Soni Ashish, Kushavah Dushyant, Lu Li-Syuan, Chang Wen-Hao, Pal Suman Kalyan
School of Physical Sciences, Indian Institute of Technology Mandi, Kamand, Mandi 175005, Himachal Pradesh, India.
Advanced Materials Research Centre, Indian Institute of Technology Mandi, Kamand, Mandi 175005, Himachal Pradesh, India.
J Phys Chem Lett. 2023 Mar 30;14(12):2965-2972. doi: 10.1021/acs.jpclett.3c00306. Epub 2023 Mar 20.

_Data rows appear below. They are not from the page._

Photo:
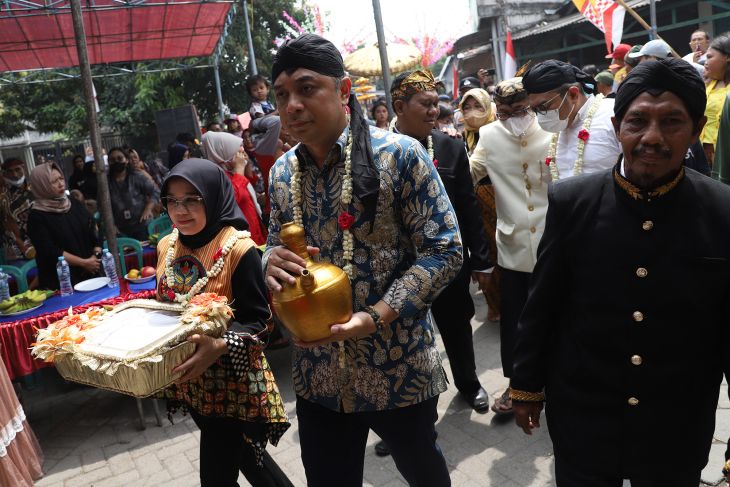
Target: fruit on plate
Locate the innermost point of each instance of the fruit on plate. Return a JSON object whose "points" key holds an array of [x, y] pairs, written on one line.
{"points": [[148, 271], [23, 301]]}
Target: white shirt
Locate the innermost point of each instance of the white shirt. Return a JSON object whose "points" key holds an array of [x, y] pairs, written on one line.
{"points": [[516, 167], [602, 148]]}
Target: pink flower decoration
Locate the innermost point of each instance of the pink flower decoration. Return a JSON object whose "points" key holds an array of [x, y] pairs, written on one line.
{"points": [[345, 220], [218, 254]]}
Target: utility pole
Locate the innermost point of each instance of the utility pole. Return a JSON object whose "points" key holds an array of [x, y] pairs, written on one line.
{"points": [[105, 205], [218, 92], [251, 53], [384, 66]]}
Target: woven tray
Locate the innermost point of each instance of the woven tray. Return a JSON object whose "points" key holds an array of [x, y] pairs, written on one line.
{"points": [[142, 370]]}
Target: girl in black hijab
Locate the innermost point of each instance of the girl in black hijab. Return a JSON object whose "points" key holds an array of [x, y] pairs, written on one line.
{"points": [[227, 385]]}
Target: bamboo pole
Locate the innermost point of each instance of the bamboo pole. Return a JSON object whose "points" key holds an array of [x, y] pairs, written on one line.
{"points": [[646, 26], [382, 46], [103, 200]]}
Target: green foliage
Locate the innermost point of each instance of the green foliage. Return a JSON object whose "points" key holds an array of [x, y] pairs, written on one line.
{"points": [[129, 102]]}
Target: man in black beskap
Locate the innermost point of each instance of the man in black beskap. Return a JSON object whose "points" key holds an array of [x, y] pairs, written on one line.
{"points": [[629, 300], [415, 102]]}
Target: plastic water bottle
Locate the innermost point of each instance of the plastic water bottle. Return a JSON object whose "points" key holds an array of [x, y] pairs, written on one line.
{"points": [[64, 277], [110, 267], [4, 286]]}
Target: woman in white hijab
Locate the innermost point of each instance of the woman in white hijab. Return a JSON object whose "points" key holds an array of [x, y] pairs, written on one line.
{"points": [[226, 150]]}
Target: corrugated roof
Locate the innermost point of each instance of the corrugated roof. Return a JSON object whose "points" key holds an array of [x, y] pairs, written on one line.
{"points": [[556, 24], [36, 36]]}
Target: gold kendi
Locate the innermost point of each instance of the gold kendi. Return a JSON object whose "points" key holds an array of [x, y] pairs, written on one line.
{"points": [[320, 297]]}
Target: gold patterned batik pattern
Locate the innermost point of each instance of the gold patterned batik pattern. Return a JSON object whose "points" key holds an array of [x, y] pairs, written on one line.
{"points": [[405, 256]]}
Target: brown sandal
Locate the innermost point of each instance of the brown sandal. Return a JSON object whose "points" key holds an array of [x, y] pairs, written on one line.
{"points": [[503, 405]]}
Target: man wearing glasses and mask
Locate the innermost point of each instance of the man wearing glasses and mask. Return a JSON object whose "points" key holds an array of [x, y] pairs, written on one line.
{"points": [[565, 101], [512, 152]]}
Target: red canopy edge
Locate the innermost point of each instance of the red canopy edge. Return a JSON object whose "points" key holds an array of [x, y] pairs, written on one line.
{"points": [[116, 32]]}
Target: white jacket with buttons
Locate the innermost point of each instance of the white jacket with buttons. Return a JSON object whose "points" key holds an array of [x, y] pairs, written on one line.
{"points": [[516, 167]]}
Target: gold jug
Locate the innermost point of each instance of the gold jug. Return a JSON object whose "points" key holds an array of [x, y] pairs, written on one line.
{"points": [[320, 297]]}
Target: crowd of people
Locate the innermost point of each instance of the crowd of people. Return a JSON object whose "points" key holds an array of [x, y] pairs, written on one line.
{"points": [[576, 199]]}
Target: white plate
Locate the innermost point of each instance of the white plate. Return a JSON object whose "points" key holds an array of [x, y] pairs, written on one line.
{"points": [[139, 280], [92, 284], [21, 312]]}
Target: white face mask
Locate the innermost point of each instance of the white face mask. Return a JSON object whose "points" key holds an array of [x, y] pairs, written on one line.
{"points": [[551, 121], [17, 183], [519, 125]]}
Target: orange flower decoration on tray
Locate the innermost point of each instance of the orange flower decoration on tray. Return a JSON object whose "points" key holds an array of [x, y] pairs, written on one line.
{"points": [[64, 334]]}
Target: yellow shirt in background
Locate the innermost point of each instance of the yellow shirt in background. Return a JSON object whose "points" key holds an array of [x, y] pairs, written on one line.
{"points": [[713, 110]]}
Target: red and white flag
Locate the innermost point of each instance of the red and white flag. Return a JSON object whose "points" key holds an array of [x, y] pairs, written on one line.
{"points": [[455, 78], [607, 15], [510, 60]]}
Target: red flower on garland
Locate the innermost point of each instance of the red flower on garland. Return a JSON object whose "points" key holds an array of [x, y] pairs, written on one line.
{"points": [[218, 254], [345, 220]]}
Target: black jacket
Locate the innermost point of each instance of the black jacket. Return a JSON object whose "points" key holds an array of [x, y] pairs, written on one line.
{"points": [[630, 300], [453, 167]]}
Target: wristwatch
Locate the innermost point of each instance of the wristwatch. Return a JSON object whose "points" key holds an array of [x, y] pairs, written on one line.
{"points": [[379, 323]]}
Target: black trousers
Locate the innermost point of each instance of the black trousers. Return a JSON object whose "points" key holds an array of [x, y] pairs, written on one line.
{"points": [[570, 475], [223, 452], [514, 287], [333, 444], [453, 310]]}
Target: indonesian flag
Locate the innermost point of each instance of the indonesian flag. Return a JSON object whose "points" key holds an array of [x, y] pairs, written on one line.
{"points": [[510, 60], [607, 15], [455, 79]]}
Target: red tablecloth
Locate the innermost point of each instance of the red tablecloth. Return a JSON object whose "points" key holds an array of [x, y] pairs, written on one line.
{"points": [[16, 337]]}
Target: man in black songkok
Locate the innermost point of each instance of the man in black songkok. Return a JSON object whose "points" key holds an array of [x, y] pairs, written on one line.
{"points": [[400, 247], [612, 324], [566, 103]]}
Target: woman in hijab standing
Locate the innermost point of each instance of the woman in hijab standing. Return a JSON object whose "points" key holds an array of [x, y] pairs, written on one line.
{"points": [[59, 226], [227, 151], [227, 385], [476, 105], [132, 195]]}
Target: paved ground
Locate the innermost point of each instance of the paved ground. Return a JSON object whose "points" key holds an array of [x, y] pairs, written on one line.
{"points": [[92, 437]]}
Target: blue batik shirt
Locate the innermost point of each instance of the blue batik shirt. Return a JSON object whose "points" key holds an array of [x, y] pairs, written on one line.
{"points": [[413, 251]]}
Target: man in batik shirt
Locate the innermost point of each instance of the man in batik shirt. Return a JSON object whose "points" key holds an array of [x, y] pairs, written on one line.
{"points": [[406, 248]]}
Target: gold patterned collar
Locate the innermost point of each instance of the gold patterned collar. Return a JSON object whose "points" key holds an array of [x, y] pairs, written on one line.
{"points": [[640, 194]]}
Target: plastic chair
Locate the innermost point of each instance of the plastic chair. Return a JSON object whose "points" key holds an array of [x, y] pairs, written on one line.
{"points": [[20, 280], [127, 242], [159, 225]]}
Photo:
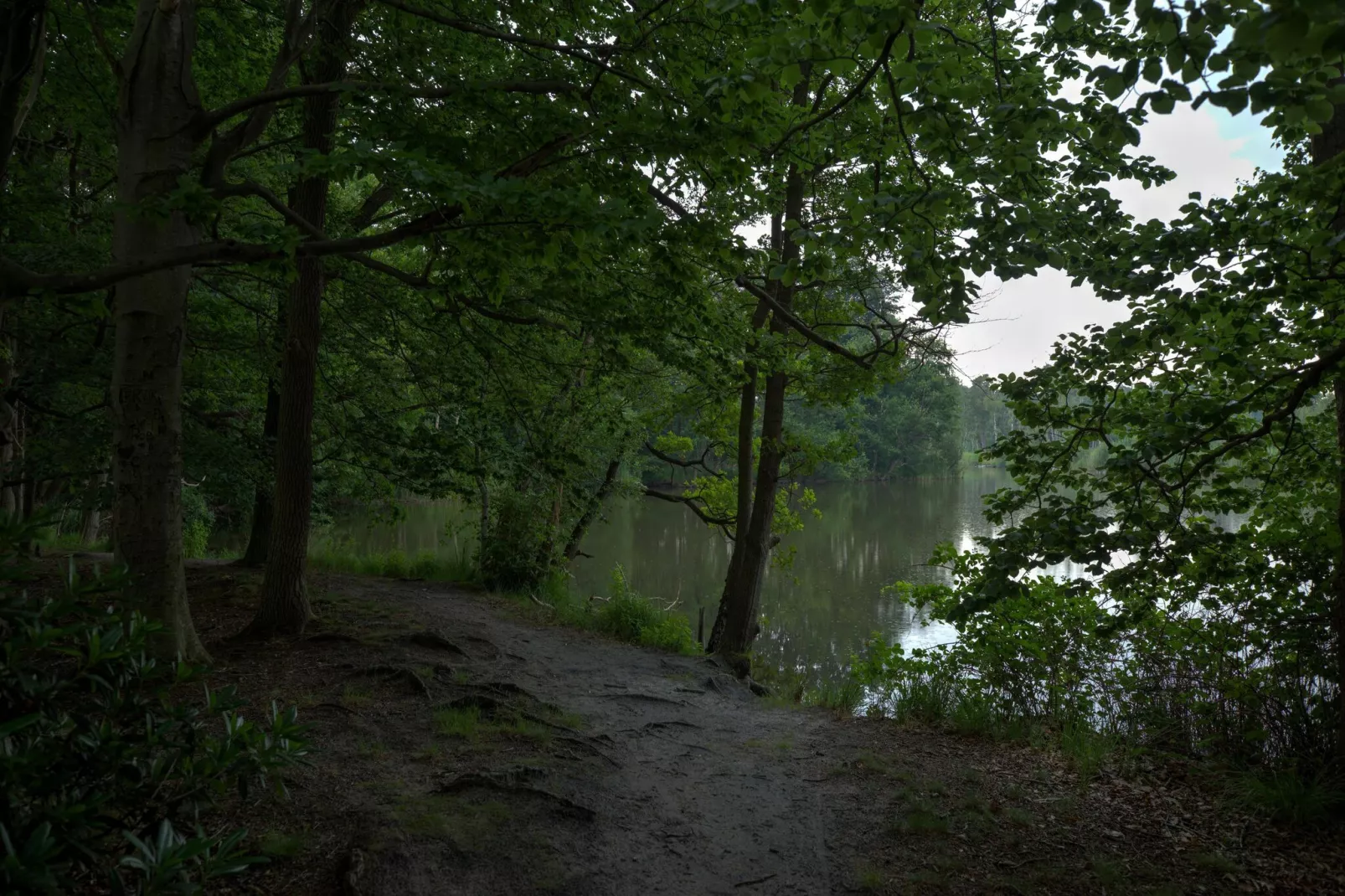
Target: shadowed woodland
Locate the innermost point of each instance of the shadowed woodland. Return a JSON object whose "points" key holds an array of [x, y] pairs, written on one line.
{"points": [[265, 260]]}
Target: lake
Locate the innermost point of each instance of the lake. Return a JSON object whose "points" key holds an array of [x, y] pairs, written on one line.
{"points": [[819, 610]]}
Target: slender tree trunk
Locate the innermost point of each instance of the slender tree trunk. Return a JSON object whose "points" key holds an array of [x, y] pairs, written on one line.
{"points": [[743, 514], [153, 150], [736, 623], [10, 447], [264, 497], [572, 547], [1327, 146], [89, 517], [284, 596], [483, 492], [22, 49], [1338, 579]]}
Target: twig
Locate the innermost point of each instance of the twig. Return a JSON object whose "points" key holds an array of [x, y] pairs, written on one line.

Utilization of the excess energy of photoexcitation that is otherwise lost as thermal effects can improve the efficiency of next-generation light-harvesting devices. Multiple exciton generation (MEG) in semiconducting materials yields two or more excitons by absorbing a single high-energy photon, which can break the Shockley-Queisser limit for the conversion efficiency of photovoltaic devices. Recently, monolayer transition metal dichalcogenides (TMDs) have emerged as promising light-harvesting materials because of their high absorption coefficient. Here, we report efficient MEGs with low threshold energy and high (86%) efficiency in a van der Waals (vdW) layered material, MoS. Through different experimental approaches, we demonstrate the signature of exciton multiplication and discuss the possible origin of decisive MEG in monolayer MoS. Our results reveal that vdW-layered materials could be a potential candidate for developing mechanically flexible and highly efficient next-generation solar cells and photodetectors.
利用否则会以热效应形式损失的光激发过剩能量,可以提高下一代光收集装置的效率。半导体材料中的多激子产生(MEG)通过吸收单个高能光子产生两个或更多激子,这可以突破光伏器件转换效率的肖克利-奎塞尔极限。最近,单层过渡金属二硫属化物(TMD)因其高吸收系数而成为有前景的光收集材料。在此,我们报告了在范德华(vdW)层状材料MoS中具有低阈值能量和高(86%)效率的高效MEG。通过不同的实验方法,我们证明了激子倍增的特征,并讨论了单层MoS中决定性MEG的可能起源。我们的结果表明,vdW层状材料可能是开发机械柔性且高效的下一代太阳能电池和光电探测器的潜在候选材料。